Reputation:
I've been trying to run some ML code but I keep faltering at the fitting stage after running my pipeline. I've looked around on various forums to not much avail. What I've discovered is that some people say you can't use LabelEncoder within a pipeline. I'm not sure how true that is. If anyone has any insights on the matter I'd be very happy to hear them.
I keep getting this error:
TypeError: fit_transform() takes 2 positional arguments but 3 were given
And so I'm not sure if the problem is from me or from python. Here's my code:
data = pd.read_csv("ks-projects-201801.csv",
index_col="ID",
parse_dates=["deadline","launched"],
infer_datetime_format=True)
var = list(data)
data = data.drop(labels=[1014746686,1245461087, 1384087152, 1480763647, 330942060, 462917959, 69489148])
missing = [i for i in var if data[i].isnull().any()]
data = data.dropna(subset=missing,axis=0)
le = LabelEncoder()
oe = OrdinalEncoder()
oh = OneHotEncoder()
y = [i for i in var if i=="state"]
y = data[var.pop(8)]
p,p.index = pd.Series(le.fit_transform(y)),y.index
q = pd.read_csv("y.csv",index_col="ID")["0"]

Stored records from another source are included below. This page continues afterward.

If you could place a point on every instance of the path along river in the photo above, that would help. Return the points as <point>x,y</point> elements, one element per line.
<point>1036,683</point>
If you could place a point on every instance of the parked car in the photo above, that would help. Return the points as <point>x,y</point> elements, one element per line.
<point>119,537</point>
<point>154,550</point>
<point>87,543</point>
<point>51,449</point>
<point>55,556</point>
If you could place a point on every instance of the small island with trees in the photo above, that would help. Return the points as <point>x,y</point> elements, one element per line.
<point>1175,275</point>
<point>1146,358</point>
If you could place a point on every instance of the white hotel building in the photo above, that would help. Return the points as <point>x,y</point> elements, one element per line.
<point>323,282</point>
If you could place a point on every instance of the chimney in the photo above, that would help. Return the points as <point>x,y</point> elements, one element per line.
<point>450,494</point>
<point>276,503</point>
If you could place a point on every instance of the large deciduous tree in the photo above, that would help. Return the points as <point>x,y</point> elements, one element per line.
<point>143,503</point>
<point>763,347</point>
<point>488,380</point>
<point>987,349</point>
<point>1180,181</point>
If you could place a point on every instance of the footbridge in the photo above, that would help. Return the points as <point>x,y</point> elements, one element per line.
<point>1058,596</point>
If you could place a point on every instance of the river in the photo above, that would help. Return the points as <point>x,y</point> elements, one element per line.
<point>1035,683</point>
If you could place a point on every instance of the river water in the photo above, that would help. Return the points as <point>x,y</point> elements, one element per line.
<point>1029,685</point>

label_y = le.fit_transform(y)
x = data[var]
obj_feat = x.select_dtypes(include="object")
dat_feat = x.select_dtypes(include="datetime64[ns]")
dat_feat = dat_feat.assign(dmonth=dat_feat.deadline.dt.month.astype("int64"),
dyear = dat_feat.deadline.dt.year.astype("int64"),
lmonth=dat_feat.launched.dt.month.astype("int64"),
lyear=dat_feat.launched.dt.year.astype("int64"))
dat_feat = dat_feat.drop(labels=["deadline","launched"],axis=1)
num_feat = x.select_dtypes(include=["int64","float64"])
u = dict(zip(list(obj_feat),[len(obj_feat[i].unique()) for i in obj_feat]))
le_obj = [i for i in u if u[i]<10]
oh_obj = [i for i in u if u[i]<20 and u[i]>10]
te_obj = [i for i in u if u[i]>20 and u[i]<25]
cb_obj = [i for i in u if u[i]>100]
# Pipeline time
#Impute and encode
strat = ["constant","most_frequent","mean","median"]
sc = StandardScaler()
oh_unk = "ignore"
encoders = [LabelEncoder(),
OneHotEncoder(handle_unknown=oh_unk),
TargetEncoder(),
CatBoostEncoder()]
#num_trans = Pipeline(steps=[("imp",SimpleImputer(strategy=strat[2])),
num_trans = Pipeline(steps=[("sc",sc)])
#obj_imp = Pipeline(steps=[("imp",SimpleImputer(strategy=strat[1]))])
oh_enc = Pipeline(steps=[("oh_enc",encoders[1])])
te_enc = Pipeline(steps=[("te_enc",encoders[2])])
cb_enc = Pipeline(steps=[("cb_enc",encoders[0])])
trans = ColumnTransformer(transformers=[
("num",num_trans,list(num_feat)+list(dat_feat)),
#("obj",obj_imp,list(obj_feat)),
("onehot",oh_enc,oh_obj),
("target",te_enc,te_obj),
("catboost",cb_enc,cb_obj)
])
models = [RandomForestClassifier(random_state=0),
KNeighborsClassifier(),
DecisionTreeClassifier(random_state=0)]
model = models[2]
print("Check 4")
# Chaining it all together
run = Pipeline(steps=[("Transformation",trans),("Model",model)])
x = pd.concat([obj_feat,dat_feat,num_feat],axis=1)
print("Check 5")
run.fit(x,p)
It runs fine until run.fit where it throws an error. I'd love to hear any advice anyone might have, and any possible ways to resolve this problem would also be greatly appreciated! Thank you.
Upvotes: 2
Views: 3201
Reputation: 88236
The problem is the same as spotted in this answer, but with a LabelEncoder
in your case. The LabelEncoder
's fit_transform
method takes:
def fit_transform(self, y):
"""Fit label encoder and return encoded labels
...
Whereas Pipeline
is expecting that all its transformers are taking three positional arguments fit_transform(self, X, y)
.
You could make a custom transformer as in the aforementioned answer, however, a LabelEncoder
should not be used as a feature transformer. An extensive explanation on why can be seen in LabelEncoder for categorical features?. So I'd recommend not using a LabelEcoder
and using some other bayesian encoders if the amount of features gets too high such as the TargetEncoder
which you also have in the list of encoders.
Upvotes: 4